The blueprint offered by British Prime Minister Tony Blair slashes Britain’s EU budget rebate by $12.6 billion over seven years – money now slated to boost economic development in the EU’s 10 new member states across eastern and central Europe.

In return, the EU countries – crucially France – agreed to a spending review in 2008-09 that could lead to new cuts in the EU’s agricultural subsidies.

European Commission President Jose Manuel Barroso said the deal was important to “keep Europe on the move, that we avoid paralysis and that we keep open to the idea of a modern enlarged Europe.”
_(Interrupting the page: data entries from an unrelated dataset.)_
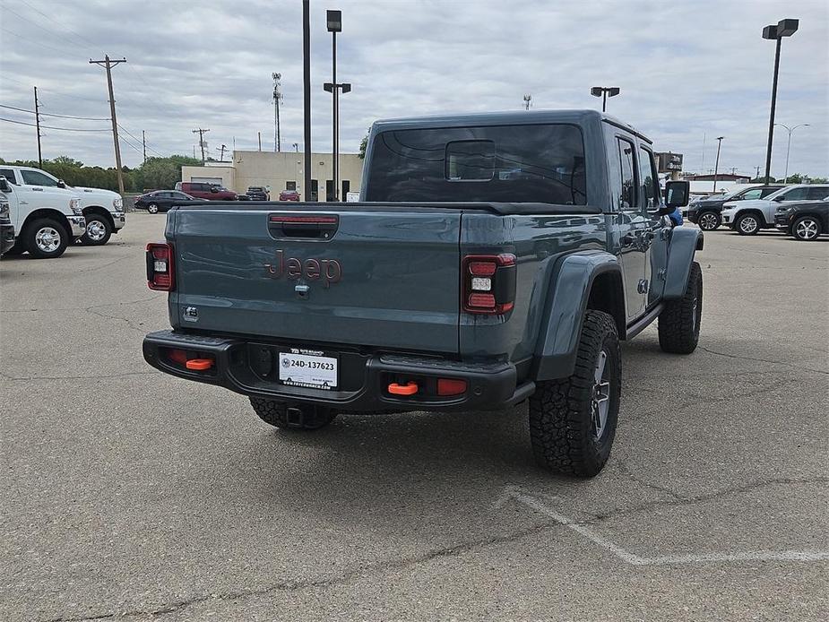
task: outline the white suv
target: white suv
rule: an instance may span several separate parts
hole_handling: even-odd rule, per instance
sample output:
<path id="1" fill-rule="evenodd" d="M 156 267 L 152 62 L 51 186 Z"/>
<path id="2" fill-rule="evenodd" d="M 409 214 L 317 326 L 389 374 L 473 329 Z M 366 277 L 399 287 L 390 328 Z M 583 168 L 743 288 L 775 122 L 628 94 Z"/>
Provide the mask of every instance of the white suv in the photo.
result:
<path id="1" fill-rule="evenodd" d="M 81 198 L 66 188 L 23 184 L 16 168 L 0 165 L 0 193 L 9 203 L 16 233 L 7 255 L 28 251 L 39 259 L 59 257 L 70 242 L 86 233 Z"/>
<path id="2" fill-rule="evenodd" d="M 741 236 L 753 236 L 761 229 L 774 228 L 774 213 L 782 203 L 820 201 L 829 196 L 829 185 L 787 186 L 764 199 L 726 203 L 720 214 L 722 224 Z"/>
<path id="3" fill-rule="evenodd" d="M 81 210 L 86 219 L 86 232 L 81 237 L 82 244 L 91 246 L 107 244 L 109 237 L 126 224 L 123 200 L 117 193 L 100 188 L 71 186 L 39 168 L 0 165 L 0 175 L 4 174 L 4 170 L 14 171 L 22 186 L 64 188 L 73 192 L 81 199 Z M 5 177 L 9 179 L 8 176 Z"/>

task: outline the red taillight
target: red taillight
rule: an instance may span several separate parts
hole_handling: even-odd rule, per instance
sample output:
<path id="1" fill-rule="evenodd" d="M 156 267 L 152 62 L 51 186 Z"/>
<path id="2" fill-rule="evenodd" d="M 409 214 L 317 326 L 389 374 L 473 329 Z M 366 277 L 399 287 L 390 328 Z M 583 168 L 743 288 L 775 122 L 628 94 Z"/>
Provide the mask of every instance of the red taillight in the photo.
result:
<path id="1" fill-rule="evenodd" d="M 438 378 L 438 395 L 461 395 L 466 393 L 466 381 L 456 378 Z"/>
<path id="2" fill-rule="evenodd" d="M 175 285 L 173 246 L 169 244 L 148 244 L 147 286 L 151 289 L 170 291 Z"/>
<path id="3" fill-rule="evenodd" d="M 462 303 L 466 313 L 504 314 L 515 305 L 515 255 L 468 255 L 462 263 Z"/>

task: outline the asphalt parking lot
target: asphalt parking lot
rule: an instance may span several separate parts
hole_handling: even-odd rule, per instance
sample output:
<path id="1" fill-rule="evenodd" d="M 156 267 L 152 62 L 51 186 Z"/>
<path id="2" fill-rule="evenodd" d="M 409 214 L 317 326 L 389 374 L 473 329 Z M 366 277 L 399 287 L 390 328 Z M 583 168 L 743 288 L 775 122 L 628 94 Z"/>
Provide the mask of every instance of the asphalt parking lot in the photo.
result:
<path id="1" fill-rule="evenodd" d="M 525 406 L 284 433 L 156 372 L 163 225 L 0 263 L 0 619 L 825 619 L 829 239 L 706 234 L 701 347 L 623 347 L 585 481 Z"/>

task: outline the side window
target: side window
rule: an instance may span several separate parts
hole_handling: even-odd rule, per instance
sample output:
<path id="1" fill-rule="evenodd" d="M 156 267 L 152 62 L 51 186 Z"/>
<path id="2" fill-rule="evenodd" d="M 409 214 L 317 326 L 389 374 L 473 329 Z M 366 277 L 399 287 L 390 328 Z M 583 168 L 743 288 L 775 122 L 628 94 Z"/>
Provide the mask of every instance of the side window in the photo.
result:
<path id="1" fill-rule="evenodd" d="M 783 194 L 783 201 L 806 201 L 809 188 L 803 186 L 800 188 L 792 188 Z"/>
<path id="2" fill-rule="evenodd" d="M 653 171 L 651 151 L 639 149 L 639 206 L 646 210 L 659 209 L 659 181 Z"/>
<path id="3" fill-rule="evenodd" d="M 634 175 L 634 143 L 617 138 L 619 149 L 619 171 L 622 176 L 622 193 L 619 195 L 619 209 L 632 210 L 636 204 L 636 179 Z"/>
<path id="4" fill-rule="evenodd" d="M 738 198 L 740 201 L 751 201 L 752 199 L 759 199 L 763 195 L 762 188 L 754 188 L 747 192 L 745 192 Z"/>
<path id="5" fill-rule="evenodd" d="M 22 170 L 23 183 L 29 186 L 50 186 L 57 187 L 57 181 L 39 170 Z"/>

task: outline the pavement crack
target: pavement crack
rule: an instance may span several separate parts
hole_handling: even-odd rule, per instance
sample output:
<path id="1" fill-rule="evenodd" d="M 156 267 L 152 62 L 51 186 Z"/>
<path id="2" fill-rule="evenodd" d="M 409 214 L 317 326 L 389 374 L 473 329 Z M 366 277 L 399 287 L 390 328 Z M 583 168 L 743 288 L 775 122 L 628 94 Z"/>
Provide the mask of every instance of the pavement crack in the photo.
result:
<path id="1" fill-rule="evenodd" d="M 307 579 L 304 581 L 284 581 L 273 583 L 267 587 L 258 590 L 240 590 L 237 592 L 229 592 L 221 594 L 200 594 L 189 599 L 175 600 L 157 607 L 153 609 L 133 609 L 120 613 L 100 613 L 86 617 L 65 617 L 50 618 L 41 622 L 90 622 L 91 620 L 99 619 L 128 619 L 138 617 L 160 617 L 168 613 L 174 613 L 192 605 L 196 605 L 208 600 L 236 600 L 238 599 L 255 598 L 257 596 L 266 596 L 278 592 L 297 592 L 307 589 L 324 589 L 332 585 L 348 583 L 355 579 L 379 574 L 393 570 L 405 570 L 406 568 L 414 567 L 420 564 L 427 563 L 433 559 L 440 557 L 457 557 L 462 553 L 484 549 L 486 547 L 505 544 L 522 540 L 528 536 L 542 533 L 553 528 L 561 528 L 562 525 L 555 521 L 544 521 L 530 527 L 526 527 L 511 533 L 501 536 L 491 536 L 488 538 L 479 538 L 478 540 L 461 542 L 460 544 L 450 545 L 440 549 L 433 549 L 420 555 L 413 555 L 402 559 L 391 559 L 380 561 L 374 564 L 364 564 L 350 568 L 334 576 L 318 579 Z"/>
<path id="2" fill-rule="evenodd" d="M 812 367 L 805 367 L 802 366 L 796 365 L 794 363 L 789 363 L 784 360 L 773 360 L 771 359 L 756 359 L 754 357 L 747 357 L 740 354 L 729 354 L 728 352 L 718 352 L 715 350 L 711 350 L 710 348 L 705 348 L 704 346 L 697 346 L 700 350 L 709 354 L 715 354 L 720 357 L 726 357 L 728 359 L 737 359 L 738 360 L 753 360 L 760 363 L 772 363 L 773 365 L 784 365 L 787 367 L 793 367 L 795 369 L 805 369 L 807 371 L 815 372 L 816 374 L 826 374 L 829 375 L 829 371 L 824 369 L 813 369 Z"/>

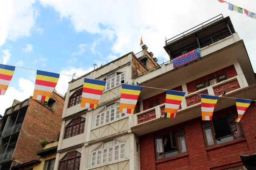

Failure to reach a deal would have paralyzed the EU’s finances and hobbled economic development in the poorest regions. It would also have undermined the credibility of the bloc, already jolted this year by French and Dutch voters rejecting the EU’s first ever constitution in national referendums.

The tense negotiations had split the 25-nation bloc into two camps – one led by Blair, whose country holds the rotating EU presidency, and the other led by his old sparring partner French President Jacques Chirac – both of whom are trying to shape the future direction of the European Union.

Most member states had rejected Britain’s earlier package as too austere. Many of the bloc’s new member states, including Poland, Hungary, Estonia, Latvia and Lithuania, demanded more money to build new roads and other infrastructure.

Britain, bowing to French and German pressure, agreed to raise spending by some $15.8 billion – mostly by cutting its rebate – to placate the Poles, who had threatened to veto a deal if they did not receive more money. The blueprint offered by Blair caps spending at $1.04 trillion between 2007-2013.